Mulholland Highway - America's most dangerous corner


Henniges

Seen from above, a five-kilometer stretch of the Mulholland Highway winds like a snake through the hills of southern California.

Paul and Ken are not alone in Edwards Corner, which is adjoined by a parking lot with a great view of the Santa Monica Mountains. Often a few dozen bikers hang around here to see which colleague takes Edwards Corner most elegantly or fastest. However, the German expression applause curve is not justified. Nobody claps their hands here. At most on the asphalt. “I’ve seen and photographed the craziest falls,” says Paul. “It bangs here every weekend.” The fact that not much happens is due, on the one hand, to the speed limit of 45 mph (73 km / h), which is strictly monitored by the police, and on the other hand, most drivers wear good leather suits with protectors. “In the 1980s we even closed the Snake to the public for a short time,” grumbles John Young, a county sheriff from LA. He drives a BMW R 1200 RT for work and drives a Ducati Hypermotard in his spare time: “Back then Illegal races were constantly being driven here, and there were many deaths. You had to react. “

Despite the many falls, the cops are calm about the hustle and bustle on the snake curve. “When the boys thunder around here, they can’t do any mischief anywhere else,” says Ken Dunkwell, a driver who has been driving the Snake for more than 20 years and has precise facts about it ready: four kilometers in length, 21 bends.
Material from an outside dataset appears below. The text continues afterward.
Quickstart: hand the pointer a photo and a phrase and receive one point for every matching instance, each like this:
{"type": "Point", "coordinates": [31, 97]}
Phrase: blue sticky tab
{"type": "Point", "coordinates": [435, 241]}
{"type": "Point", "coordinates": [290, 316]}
Values ​​that initially sound very unspectacular. “Many of the people who eat dust or polish the asphalt are inexperienced,” says Ken, referring to a nearby military base. “After two or three years, many young boys end up there on the front lines in Iraq. These boys had to be careful in everything they did for years. Those who survived get some kind of bonus from the US government. Many buy thousands of them and are completely disrespectful to them. They just think: Hey, finally back home – nothing can happen to me here. ”A man with a broken leg stands next to Ken and shakes his head. No, that’s only half the story: “The snake is extremely dangerous, especially Edwards Corner.”